The selection of odor control chemical is very important, as there are many odor control products on the market that only contain perfumes and have some surfactants added. This type of product merely masks bad odors and does not neutralize them, leaving the odor still present. A suitable chemical formulation for odor control will be highly concentrated and will contain a number of active ingredients that specifically react with and neutralize the problematic odors — ammonia, hydrogen sulfide, etc. — to ensure that it is both effective and cost-efficient in use.
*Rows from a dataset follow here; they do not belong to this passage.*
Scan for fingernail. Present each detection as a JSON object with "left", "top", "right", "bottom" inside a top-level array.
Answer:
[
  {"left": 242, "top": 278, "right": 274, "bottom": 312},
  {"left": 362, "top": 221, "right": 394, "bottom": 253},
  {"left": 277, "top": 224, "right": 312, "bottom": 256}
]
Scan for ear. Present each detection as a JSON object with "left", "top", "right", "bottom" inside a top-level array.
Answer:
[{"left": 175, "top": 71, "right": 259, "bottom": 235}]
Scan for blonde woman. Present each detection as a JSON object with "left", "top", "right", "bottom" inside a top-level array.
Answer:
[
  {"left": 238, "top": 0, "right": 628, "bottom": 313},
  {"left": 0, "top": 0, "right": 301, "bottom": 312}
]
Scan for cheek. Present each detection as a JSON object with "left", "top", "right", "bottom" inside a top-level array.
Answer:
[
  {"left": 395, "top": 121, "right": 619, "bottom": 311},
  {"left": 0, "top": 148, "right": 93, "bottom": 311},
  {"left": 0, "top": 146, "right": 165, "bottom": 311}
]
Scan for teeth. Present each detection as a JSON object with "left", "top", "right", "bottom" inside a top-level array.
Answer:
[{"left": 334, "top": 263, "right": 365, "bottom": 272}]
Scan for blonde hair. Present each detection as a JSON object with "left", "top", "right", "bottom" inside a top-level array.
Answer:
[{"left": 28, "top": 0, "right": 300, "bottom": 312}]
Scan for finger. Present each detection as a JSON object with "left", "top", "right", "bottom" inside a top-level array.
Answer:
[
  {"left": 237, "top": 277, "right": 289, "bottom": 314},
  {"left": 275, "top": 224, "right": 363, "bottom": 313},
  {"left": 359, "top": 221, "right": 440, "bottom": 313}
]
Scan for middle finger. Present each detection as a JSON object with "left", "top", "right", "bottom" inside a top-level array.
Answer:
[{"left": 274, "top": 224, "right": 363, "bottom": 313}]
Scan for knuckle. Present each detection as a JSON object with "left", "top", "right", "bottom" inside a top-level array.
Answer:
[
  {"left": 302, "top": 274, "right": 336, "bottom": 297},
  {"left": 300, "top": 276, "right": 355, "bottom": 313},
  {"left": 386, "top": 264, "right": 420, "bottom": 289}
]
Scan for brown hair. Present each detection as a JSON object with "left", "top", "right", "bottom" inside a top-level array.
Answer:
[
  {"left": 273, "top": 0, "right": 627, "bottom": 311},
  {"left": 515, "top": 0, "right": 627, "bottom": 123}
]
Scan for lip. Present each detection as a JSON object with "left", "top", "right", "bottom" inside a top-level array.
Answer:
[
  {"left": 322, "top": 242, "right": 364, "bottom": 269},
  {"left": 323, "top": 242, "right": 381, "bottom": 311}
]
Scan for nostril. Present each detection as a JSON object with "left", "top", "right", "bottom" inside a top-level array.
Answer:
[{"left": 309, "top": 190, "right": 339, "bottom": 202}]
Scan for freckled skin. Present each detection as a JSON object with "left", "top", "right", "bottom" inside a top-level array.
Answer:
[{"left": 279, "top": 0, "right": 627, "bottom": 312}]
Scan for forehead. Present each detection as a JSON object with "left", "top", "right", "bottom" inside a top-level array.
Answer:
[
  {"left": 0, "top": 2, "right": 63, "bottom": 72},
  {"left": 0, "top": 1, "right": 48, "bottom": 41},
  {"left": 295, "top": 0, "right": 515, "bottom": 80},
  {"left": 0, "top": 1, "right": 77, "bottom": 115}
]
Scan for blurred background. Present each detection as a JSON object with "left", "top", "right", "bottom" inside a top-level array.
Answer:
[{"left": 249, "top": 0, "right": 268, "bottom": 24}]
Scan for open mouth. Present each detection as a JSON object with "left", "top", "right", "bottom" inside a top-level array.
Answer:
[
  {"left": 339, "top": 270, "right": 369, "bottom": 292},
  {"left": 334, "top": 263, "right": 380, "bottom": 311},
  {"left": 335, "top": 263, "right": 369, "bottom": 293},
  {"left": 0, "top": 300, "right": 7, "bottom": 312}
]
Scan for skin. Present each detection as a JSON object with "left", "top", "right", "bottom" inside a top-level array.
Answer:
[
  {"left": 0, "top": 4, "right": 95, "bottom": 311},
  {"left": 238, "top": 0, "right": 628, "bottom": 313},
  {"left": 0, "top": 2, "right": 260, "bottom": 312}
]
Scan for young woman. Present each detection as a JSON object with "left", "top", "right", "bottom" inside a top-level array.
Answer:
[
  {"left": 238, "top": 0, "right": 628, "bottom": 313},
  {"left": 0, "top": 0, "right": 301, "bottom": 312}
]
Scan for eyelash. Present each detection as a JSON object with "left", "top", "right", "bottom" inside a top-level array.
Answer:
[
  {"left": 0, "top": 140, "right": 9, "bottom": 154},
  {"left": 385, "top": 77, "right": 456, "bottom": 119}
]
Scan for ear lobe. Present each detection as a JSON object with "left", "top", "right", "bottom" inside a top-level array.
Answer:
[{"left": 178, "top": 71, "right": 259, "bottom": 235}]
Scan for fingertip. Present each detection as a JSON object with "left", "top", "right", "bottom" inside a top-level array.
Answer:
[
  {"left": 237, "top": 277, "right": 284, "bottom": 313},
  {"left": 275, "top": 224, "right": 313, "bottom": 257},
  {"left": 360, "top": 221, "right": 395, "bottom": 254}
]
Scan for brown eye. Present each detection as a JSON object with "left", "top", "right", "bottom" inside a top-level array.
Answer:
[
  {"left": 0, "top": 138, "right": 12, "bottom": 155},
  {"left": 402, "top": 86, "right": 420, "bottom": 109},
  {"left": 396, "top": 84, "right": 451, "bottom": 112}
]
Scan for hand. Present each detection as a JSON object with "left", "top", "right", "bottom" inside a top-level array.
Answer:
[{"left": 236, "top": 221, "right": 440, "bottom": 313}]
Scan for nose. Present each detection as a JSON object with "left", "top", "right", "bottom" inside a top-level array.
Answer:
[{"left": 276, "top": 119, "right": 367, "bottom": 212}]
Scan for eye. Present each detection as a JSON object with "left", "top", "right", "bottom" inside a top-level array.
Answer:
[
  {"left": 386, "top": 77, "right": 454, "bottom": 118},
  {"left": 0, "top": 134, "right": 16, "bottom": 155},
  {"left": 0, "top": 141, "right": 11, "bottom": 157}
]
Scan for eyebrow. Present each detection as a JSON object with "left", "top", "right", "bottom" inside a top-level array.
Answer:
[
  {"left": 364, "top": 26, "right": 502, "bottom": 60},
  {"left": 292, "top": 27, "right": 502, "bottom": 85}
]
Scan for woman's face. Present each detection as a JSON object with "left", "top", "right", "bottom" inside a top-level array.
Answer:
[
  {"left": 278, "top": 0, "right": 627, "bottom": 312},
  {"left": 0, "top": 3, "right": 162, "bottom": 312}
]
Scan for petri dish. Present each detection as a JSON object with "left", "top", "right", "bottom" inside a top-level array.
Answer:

In addition to a pleasant perfume and essential oils, an odor control product should contain a number of other chemical compounds including:
- Non-ionic and cationic surfactants to solubilize the perfumes and essential oils in the formulation, and to solubilize volatile organic compounds released into air.
- Organic acids to neutralize ammonia and other ammoniacal compounds.
- Specific esters of long-chain fatty acids that react with and neutralize hydrogen sulfides and other volatile sulfides.
Depending upon the anaerobic digester feedstock (especially animal wastes) and digestate handling procedures, aerosols of feedstock/digestate that contain pathogenic bacteria/fungi might be released into air and could present a hazard to plant operators and people living nearby. In the case of a risk that such aerosols might be produced at an anaerobic digester plant, then this risk can be mitigated through the use of an odor control product that contains a synergistic blend of cationic biocides, which will kill most gram-positive and gram-negative bacteria and fungi upon contact. (It is important to note that for safety, cationic biocides selected should be permitted for use in indirect food contact applications.)
To minimize odor control operational costs, a super concentrate odor control product should be capable of being diluted to at least 1 part in 500 parts of clean water, rather than most conventional odor control products that are used diluted at 1 part in 100 parts or 200 parts of water. These super concentrate odor control products offer further advantages:
- Transport costs reduced by 60 percent or more, with less storage required compared to conventional VOC deodorizer formulations.
- Maintenance operations to replenish odor control concentrate reduced by at least 60 percent.
In conclusion, a combination of treating gases produced by the process and active odor control will ensure that the population in nearby towns and villages are not troubled by the release of unpleasant and obnoxious odors by anaerobic digester plants.